The Most Common Types of Lung Cancer

The types of lung cancer that are common vary by age, sex, and smoking status

The most common type of lung cancer is non-small cell lung cancer, with small cell lung cancer less common and decreasing in incidence. There are three different types of non-small cell lung cancer, of which lung adenocarcinoma is most common. Yet the types and subtypes of lung cancer can vary based on age, sex, and smoking status. There has also been a change in the common types of lung cancer over time.

Talking about types of lung cancer, however, can be misleading. We now know no two lung cancers are alike, and are finding some ways in which they are different. For example, two people with lung adenocarcinoma may have very different treatment options, as well as prognosis, based on the molecular profile of their tumor. Let's look at the types of cancer overall, specific groups, and then the importance of knowing the genetic profile of your tumor before starting treatment.

Types of Non-Small Cell Lung Cancer
Verywell / Emily Roberts

Most Common Lung Cancer Types Overall

There are two major types of lung cancer. Non-small cell lung cancer is the most common type of lung cancer overall accounting for roughly 80 percent of lung cancers. Small cell lung cancers are responsible for around 15 percent of lung cancers in the United States. Carcinoid tumors are less common, accounting for 5 percent or less of lung tumors.

Non-small cell lung cancers are in turn broken down into 3 types.

Lung Cancer Differences in Men vs Women

Non-small cell lung cancers are found much more commonly among women.
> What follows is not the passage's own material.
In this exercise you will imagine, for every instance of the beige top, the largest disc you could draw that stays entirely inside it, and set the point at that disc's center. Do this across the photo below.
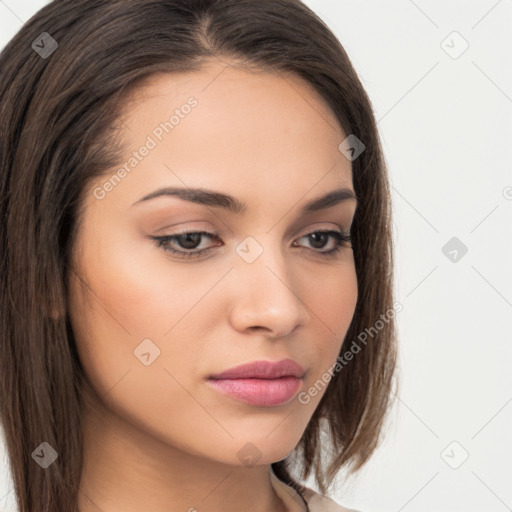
(316, 502)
These tumors are also the most common type of lung cancer in men, but men are more likely than women to develop small cell lung cancer.

Of non-small cell lung cancers, lung adenocarcinomas occur more frequently in women, while squamous cell and large cell lung cancers are more likely to occur in men.

Differences Based on Age

Lung adenocarcinoma is the most common type of lung cancer in young adults—accounting for roughly 80 percent of these cancers (small cell lung cancers are very uncommon). Young adults with lung cancer are much more likely to have a genetic predisposition to lung cancer and a higher likelihood of treatable mutations (see below).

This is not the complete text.